La Maison des Morts, son chef-d’œuvre interdit d’exposition en URSS, décida de son exil volontaire en France et reçut en 1988 le Grand prix du Salon d’Automne. L’année suivante, l’Arbre recevait le prix de la Ville de Monaco. En 1990, la première exposition rétrospective de Chepik à Londres, à la Roy Miles Gallery, connut un succès inouï. Le Daily Telegraph titra « Un unknown Russian genius comes to light » et Margaret Thatcher, alors Premier ministre, reçut Chepik au Parlement. Depuis lors, Chepik exposa chaque année à Londres, d’abord à la Roy Miles Gallery, puis à partir de 1997, à la Catto Gallery, mais aussi à Paris, où il a pu présenter une rétrospective en 2004 à l’Espace Pierre Cardin, ainsi qu’à Milan en 2008 où s’est tenue au Centre Culturel Français une grande exposition de peinture religieuse, prolongée en 2010 en l’église d’Auvers-Sur-Oise lors de l’année croisée France-Russie.

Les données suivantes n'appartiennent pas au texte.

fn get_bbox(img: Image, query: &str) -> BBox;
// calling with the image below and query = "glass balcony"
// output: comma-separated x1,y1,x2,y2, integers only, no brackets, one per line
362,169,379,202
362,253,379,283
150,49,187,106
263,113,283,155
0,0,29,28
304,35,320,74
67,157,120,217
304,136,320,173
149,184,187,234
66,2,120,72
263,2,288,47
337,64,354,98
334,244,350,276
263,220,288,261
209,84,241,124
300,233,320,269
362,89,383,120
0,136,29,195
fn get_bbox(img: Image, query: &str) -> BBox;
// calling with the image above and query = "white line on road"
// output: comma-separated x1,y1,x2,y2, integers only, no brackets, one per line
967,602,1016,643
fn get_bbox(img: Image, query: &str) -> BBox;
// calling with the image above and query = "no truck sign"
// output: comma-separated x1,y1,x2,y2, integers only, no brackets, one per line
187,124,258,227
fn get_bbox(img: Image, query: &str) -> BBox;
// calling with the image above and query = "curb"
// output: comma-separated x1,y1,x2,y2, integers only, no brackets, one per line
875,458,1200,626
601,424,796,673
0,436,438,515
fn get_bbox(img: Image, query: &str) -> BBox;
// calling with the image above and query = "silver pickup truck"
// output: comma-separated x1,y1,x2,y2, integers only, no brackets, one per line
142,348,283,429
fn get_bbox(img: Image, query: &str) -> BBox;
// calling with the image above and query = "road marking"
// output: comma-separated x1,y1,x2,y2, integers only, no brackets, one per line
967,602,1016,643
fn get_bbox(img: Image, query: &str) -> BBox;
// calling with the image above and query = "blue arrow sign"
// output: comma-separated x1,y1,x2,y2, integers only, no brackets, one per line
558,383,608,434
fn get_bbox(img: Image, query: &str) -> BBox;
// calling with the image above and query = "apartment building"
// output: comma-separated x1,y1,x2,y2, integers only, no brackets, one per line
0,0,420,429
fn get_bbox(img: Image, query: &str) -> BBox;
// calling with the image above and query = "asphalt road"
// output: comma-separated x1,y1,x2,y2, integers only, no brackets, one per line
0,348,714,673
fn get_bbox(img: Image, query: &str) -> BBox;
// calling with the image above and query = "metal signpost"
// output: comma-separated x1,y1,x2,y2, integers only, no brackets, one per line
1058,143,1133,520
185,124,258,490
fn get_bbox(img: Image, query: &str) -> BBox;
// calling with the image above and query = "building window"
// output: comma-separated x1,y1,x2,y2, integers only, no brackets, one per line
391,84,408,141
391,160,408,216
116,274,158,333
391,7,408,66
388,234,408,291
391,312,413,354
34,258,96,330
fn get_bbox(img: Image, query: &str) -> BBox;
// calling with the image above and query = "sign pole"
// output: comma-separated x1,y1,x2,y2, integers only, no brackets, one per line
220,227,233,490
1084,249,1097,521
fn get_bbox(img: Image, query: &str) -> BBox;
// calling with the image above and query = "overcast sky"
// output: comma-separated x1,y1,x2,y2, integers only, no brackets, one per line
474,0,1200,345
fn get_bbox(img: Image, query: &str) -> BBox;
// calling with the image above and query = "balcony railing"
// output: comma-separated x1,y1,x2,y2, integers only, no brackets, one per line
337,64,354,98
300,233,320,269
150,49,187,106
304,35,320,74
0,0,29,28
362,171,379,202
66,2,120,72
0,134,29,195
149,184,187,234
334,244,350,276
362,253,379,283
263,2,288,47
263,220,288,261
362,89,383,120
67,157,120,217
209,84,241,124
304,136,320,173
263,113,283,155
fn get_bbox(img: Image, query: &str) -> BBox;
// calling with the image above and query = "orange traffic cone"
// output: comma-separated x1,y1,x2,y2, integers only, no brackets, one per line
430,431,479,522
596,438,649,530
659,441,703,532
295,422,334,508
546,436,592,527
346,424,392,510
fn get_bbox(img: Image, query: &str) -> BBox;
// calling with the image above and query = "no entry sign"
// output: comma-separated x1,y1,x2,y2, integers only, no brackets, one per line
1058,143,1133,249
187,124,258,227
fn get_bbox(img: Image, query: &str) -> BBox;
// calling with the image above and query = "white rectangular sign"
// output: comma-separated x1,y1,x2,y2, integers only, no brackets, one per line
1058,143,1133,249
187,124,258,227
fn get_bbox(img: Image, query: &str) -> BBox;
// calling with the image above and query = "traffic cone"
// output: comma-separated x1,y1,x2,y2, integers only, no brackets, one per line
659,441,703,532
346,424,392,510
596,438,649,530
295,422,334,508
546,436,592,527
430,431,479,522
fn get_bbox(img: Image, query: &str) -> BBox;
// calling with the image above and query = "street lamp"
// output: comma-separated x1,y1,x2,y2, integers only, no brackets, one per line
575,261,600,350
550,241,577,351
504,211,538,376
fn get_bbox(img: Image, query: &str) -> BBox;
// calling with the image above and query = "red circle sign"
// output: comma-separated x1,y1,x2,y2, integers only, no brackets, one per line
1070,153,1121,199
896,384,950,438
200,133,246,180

Rompu à toutes les techniques, de l’aquarelle à l’huile en passant par l’eau-forte, la céramique et la sculpture, maîtrisant tous les genres, du portrait où il excellait à la composition qui avait sa préférence, aimant se mesurer aux grands maîtres qu’il admirait plutôt que de céder à la tentation facile de la table rase, à contre-courant de l’art officiel en URSS, et depuis son installation à Paris, à contre-courant en Occident d’un certain art dit « contemporain » relativiste et totalitaire, Chepik, toute sa vie, résista, fidèle à son credo artistique, choisissant de peindre, là-bas comme ici, « à temps et à contretemps ».
Ses thèmes furent extrêmement variés, mais composaient un univers particulier immédiatement reconnaissable. Il y a les vastes compositions historiosophiques sur la Russie où Chepik ne cesse, toile après toile, de s’interroger sur le destin tragique de son pays natal. Il y a surtout la peinture religieuse monumentale qui occupe une place privilégiée chez cet artiste chrétien orthodoxe. Mais il y a aussi les thèmes nés de sa vie quotidienne à Montmartre et de ses nombreux voyages à travers l’Europe: Paris et les Chimères de Notre-Dame, Venise et son carnaval, Arles et ses corridas dont il fut un spectateur passionné dès 1994, enfin le monde du spectacle : cirque et saltimbanques, rings de boxe, cabarets ou coulisses du Moulin Rouge.